Toutes les émissions

L'invité de France Bleu Orléans

Du lundi au vendredi à 7h50

"Il faut anticiper car demain le marché britannique peut tomber pour certaines entreprises" - Stéphane Munos
"Il faut anticiper car demain le marché britannique peut tomber pour certaines entreprises" - Stéphane Munos © Radio France - François Guéroult

Stéphane Munos (CCI) et le Brexit : "On prépare volontairement les entreprises au pire"

Diffusion du vendredi 12 avril 2019 Durée : 7min

Le Royaume-Uni a failli quitter l'Union européenne le 29 mars, puis aujourd'hui 12 avril : le Brexit a de nouveau été reporté au 31 octobre, au + tard. Situation difficile à vivre pour les 160 entreprises loirétaines qui travaillent avec le Royaume-Uni et que conseille Stéphane Munos à la CCI Loiret

160 entreprises du Loiret travaillent actuellement avec le Royaume-Uni, essentiellement à l'export : la balance commerciale entre le Loiret et le Royaume-Uni est positive, elle s'élève à 500 millions d'euros par an. Un marché loin d'être négligeable mais en plein doute avec la tempête du Brexit.
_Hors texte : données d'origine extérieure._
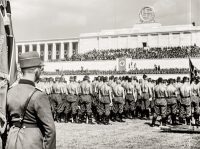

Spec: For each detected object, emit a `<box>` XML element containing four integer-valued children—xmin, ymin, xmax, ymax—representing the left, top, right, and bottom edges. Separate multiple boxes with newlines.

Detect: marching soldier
<box><xmin>141</xmin><ymin>75</ymin><xmax>152</xmax><ymax>119</ymax></box>
<box><xmin>151</xmin><ymin>78</ymin><xmax>167</xmax><ymax>127</ymax></box>
<box><xmin>113</xmin><ymin>79</ymin><xmax>125</xmax><ymax>122</ymax></box>
<box><xmin>79</xmin><ymin>76</ymin><xmax>93</xmax><ymax>124</ymax></box>
<box><xmin>99</xmin><ymin>77</ymin><xmax>112</xmax><ymax>125</ymax></box>
<box><xmin>179</xmin><ymin>77</ymin><xmax>192</xmax><ymax>125</ymax></box>
<box><xmin>64</xmin><ymin>76</ymin><xmax>79</xmax><ymax>123</ymax></box>
<box><xmin>167</xmin><ymin>79</ymin><xmax>177</xmax><ymax>125</ymax></box>
<box><xmin>124</xmin><ymin>78</ymin><xmax>136</xmax><ymax>119</ymax></box>
<box><xmin>191</xmin><ymin>78</ymin><xmax>199</xmax><ymax>125</ymax></box>
<box><xmin>51</xmin><ymin>78</ymin><xmax>64</xmax><ymax>121</ymax></box>
<box><xmin>6</xmin><ymin>52</ymin><xmax>56</xmax><ymax>149</ymax></box>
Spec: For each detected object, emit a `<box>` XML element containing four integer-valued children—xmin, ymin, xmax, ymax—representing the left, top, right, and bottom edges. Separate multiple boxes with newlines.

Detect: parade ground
<box><xmin>56</xmin><ymin>119</ymin><xmax>200</xmax><ymax>149</ymax></box>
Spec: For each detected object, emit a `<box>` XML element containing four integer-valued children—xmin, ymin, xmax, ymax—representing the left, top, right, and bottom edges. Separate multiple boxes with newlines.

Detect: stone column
<box><xmin>52</xmin><ymin>43</ymin><xmax>56</xmax><ymax>60</ymax></box>
<box><xmin>60</xmin><ymin>42</ymin><xmax>64</xmax><ymax>59</ymax></box>
<box><xmin>69</xmin><ymin>42</ymin><xmax>73</xmax><ymax>57</ymax></box>
<box><xmin>44</xmin><ymin>43</ymin><xmax>48</xmax><ymax>61</ymax></box>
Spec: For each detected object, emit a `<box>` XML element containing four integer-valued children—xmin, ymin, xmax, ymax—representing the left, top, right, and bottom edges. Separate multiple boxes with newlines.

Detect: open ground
<box><xmin>56</xmin><ymin>119</ymin><xmax>200</xmax><ymax>149</ymax></box>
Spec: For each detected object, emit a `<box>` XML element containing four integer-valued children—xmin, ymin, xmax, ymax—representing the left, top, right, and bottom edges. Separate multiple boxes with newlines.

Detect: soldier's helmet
<box><xmin>157</xmin><ymin>77</ymin><xmax>163</xmax><ymax>84</ymax></box>
<box><xmin>19</xmin><ymin>51</ymin><xmax>44</xmax><ymax>69</ymax></box>
<box><xmin>69</xmin><ymin>76</ymin><xmax>74</xmax><ymax>81</ymax></box>
<box><xmin>142</xmin><ymin>74</ymin><xmax>147</xmax><ymax>79</ymax></box>
<box><xmin>83</xmin><ymin>75</ymin><xmax>90</xmax><ymax>81</ymax></box>
<box><xmin>103</xmin><ymin>77</ymin><xmax>108</xmax><ymax>82</ymax></box>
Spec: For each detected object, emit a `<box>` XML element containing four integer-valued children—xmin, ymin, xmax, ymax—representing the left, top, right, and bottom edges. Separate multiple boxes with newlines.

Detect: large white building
<box><xmin>17</xmin><ymin>7</ymin><xmax>200</xmax><ymax>71</ymax></box>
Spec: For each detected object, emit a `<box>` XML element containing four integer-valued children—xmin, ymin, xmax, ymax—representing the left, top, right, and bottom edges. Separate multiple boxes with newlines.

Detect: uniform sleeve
<box><xmin>34</xmin><ymin>93</ymin><xmax>56</xmax><ymax>149</ymax></box>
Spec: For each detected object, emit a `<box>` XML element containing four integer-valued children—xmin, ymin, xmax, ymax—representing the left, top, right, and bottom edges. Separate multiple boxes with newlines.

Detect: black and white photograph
<box><xmin>0</xmin><ymin>0</ymin><xmax>200</xmax><ymax>149</ymax></box>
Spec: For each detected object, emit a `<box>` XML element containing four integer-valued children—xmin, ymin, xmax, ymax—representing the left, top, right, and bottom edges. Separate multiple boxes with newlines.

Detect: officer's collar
<box><xmin>19</xmin><ymin>79</ymin><xmax>35</xmax><ymax>87</ymax></box>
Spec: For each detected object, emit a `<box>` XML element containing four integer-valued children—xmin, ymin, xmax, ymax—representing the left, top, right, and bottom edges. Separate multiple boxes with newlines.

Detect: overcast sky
<box><xmin>11</xmin><ymin>0</ymin><xmax>200</xmax><ymax>41</ymax></box>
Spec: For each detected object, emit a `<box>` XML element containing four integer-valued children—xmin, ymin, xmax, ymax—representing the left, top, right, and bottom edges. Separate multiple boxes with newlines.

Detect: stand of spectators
<box><xmin>43</xmin><ymin>68</ymin><xmax>191</xmax><ymax>75</ymax></box>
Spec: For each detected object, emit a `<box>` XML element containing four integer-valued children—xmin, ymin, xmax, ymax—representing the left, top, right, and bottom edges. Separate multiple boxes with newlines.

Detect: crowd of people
<box><xmin>37</xmin><ymin>74</ymin><xmax>200</xmax><ymax>126</ymax></box>
<box><xmin>44</xmin><ymin>68</ymin><xmax>189</xmax><ymax>75</ymax></box>
<box><xmin>69</xmin><ymin>45</ymin><xmax>200</xmax><ymax>61</ymax></box>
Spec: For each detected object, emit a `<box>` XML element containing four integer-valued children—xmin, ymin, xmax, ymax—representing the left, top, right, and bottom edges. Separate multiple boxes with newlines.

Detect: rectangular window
<box><xmin>32</xmin><ymin>44</ymin><xmax>37</xmax><ymax>51</ymax></box>
<box><xmin>72</xmin><ymin>42</ymin><xmax>78</xmax><ymax>54</ymax></box>
<box><xmin>40</xmin><ymin>44</ymin><xmax>45</xmax><ymax>61</ymax></box>
<box><xmin>17</xmin><ymin>45</ymin><xmax>22</xmax><ymax>56</ymax></box>
<box><xmin>64</xmin><ymin>42</ymin><xmax>69</xmax><ymax>59</ymax></box>
<box><xmin>25</xmin><ymin>45</ymin><xmax>29</xmax><ymax>52</ymax></box>
<box><xmin>56</xmin><ymin>43</ymin><xmax>61</xmax><ymax>60</ymax></box>
<box><xmin>48</xmin><ymin>43</ymin><xmax>53</xmax><ymax>60</ymax></box>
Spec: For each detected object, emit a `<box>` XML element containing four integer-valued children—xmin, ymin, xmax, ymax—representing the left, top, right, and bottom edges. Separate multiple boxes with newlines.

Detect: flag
<box><xmin>118</xmin><ymin>58</ymin><xmax>126</xmax><ymax>71</ymax></box>
<box><xmin>0</xmin><ymin>0</ymin><xmax>17</xmax><ymax>133</ymax></box>
<box><xmin>189</xmin><ymin>58</ymin><xmax>197</xmax><ymax>80</ymax></box>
Mercredi soir, le Brexit a de nouveau été reporté. Une bonne nouvelle ? "Oui et non, réagit Stéphane Munos, conseiller en développement international à la Chambre de Commerce et d'Industrie du Loiret. Tous les mois, le "non deal" (sortie sans accord) peut intervenir, donc ça cultive l'incertitude auprès des entreprises. Aujourd'hui, on travaille à les informer, à les préparer, dans un principe de précaution. Volontairement, on privilégie le scénario du pire parce que demain, le marché britannique peut tomber."

Encourager les entreprises à diversifier leur marché"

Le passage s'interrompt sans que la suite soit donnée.